2006年12月6日(水)「しんぶん赤旗」
教育基本法特委
「不当な支配」に行政含む
井上議員に文科相認める
日本共産党の井上哲士議員は五日の参院教育基本法特別委員会で、政府の教育基本法改悪法案の焦点である国家の教育内容への介入の問題について取りあげました。
井上氏は、憲法に基づいて教育への国家的介入は抑制的であるべきだとした最高裁判決の内容を一つ一つ確認。伊吹文明文部科学相は「『論理的には教育行政機関が行う行政でも不当な支配にあたる場合もありうる』と最高裁は判示しております」と、一九七六年の旭川学力テスト事件最高裁判決の核心を認めました。

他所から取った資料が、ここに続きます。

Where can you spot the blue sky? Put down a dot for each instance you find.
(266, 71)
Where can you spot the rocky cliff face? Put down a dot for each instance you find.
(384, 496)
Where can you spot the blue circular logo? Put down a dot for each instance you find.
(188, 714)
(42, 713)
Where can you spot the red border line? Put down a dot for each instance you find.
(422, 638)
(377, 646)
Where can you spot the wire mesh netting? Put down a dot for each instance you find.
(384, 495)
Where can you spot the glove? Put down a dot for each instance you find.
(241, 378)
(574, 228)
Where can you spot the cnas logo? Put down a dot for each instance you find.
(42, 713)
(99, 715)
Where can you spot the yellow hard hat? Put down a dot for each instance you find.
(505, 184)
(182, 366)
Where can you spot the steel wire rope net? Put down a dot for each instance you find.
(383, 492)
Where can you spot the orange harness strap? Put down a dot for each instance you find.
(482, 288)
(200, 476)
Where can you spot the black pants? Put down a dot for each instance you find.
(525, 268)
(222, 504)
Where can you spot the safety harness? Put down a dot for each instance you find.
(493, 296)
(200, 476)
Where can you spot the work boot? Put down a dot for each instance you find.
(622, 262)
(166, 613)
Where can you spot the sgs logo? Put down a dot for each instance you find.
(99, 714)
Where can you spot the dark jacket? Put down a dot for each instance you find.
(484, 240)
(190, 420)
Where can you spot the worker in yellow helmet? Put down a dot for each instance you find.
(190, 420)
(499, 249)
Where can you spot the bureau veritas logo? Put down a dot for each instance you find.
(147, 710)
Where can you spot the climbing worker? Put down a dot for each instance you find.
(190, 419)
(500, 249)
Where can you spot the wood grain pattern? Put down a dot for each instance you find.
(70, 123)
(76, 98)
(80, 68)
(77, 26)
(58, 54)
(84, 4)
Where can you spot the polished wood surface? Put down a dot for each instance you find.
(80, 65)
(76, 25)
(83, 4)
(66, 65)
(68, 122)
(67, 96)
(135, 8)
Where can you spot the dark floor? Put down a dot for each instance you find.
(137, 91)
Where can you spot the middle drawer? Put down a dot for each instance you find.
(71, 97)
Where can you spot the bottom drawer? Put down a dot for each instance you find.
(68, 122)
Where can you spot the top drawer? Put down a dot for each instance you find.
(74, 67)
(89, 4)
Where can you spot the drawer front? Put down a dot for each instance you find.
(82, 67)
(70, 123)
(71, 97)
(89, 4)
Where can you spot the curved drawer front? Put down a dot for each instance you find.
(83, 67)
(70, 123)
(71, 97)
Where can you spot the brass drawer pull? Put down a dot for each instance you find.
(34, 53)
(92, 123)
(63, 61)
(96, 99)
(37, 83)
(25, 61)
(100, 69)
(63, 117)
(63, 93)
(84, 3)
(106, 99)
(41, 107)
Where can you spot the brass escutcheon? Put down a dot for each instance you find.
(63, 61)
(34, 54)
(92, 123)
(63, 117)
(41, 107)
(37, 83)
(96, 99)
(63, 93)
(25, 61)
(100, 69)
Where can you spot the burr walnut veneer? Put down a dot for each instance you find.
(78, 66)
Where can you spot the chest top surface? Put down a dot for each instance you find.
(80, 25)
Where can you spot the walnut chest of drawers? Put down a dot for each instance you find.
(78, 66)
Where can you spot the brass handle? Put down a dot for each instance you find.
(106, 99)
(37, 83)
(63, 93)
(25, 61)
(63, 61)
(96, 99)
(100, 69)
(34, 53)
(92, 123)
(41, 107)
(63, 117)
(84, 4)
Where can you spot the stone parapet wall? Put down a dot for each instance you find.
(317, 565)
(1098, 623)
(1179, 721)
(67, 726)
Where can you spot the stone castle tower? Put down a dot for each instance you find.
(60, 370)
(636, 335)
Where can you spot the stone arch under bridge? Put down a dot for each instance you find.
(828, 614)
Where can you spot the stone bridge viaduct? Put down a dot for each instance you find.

そのうえで井上氏は、最高裁判決とこの間の政府答弁との食い違いをただしました。
五月の衆院審議で小坂憲次文科相(当時)は政府案について「最高裁判決の趣旨を踏まえ」たものと説明する一方で、「(政府案によって)教育委員会等の命令や指導などが不当な支配ではないということが明確になった」(小坂文科相)と矛盾したことを述べていました。
井上氏は小坂答弁について「最高裁判決とまったく違う」と批判。伊吹文科相は「小坂大臣は行政行為は不当な支配にあたることはないと言っている。しかし、そうではないという考えがあってもかまわない」と、見解の相違だと逃げました。
井上氏は「法案の核心部分で大臣によって答弁が違う。まだ審議が尽くされていないことを示している」とのべるとともに、「国や地方の教育行政も不当な支配の対象になるという伊吹文科相の答弁は大変重要だ」と指摘しました。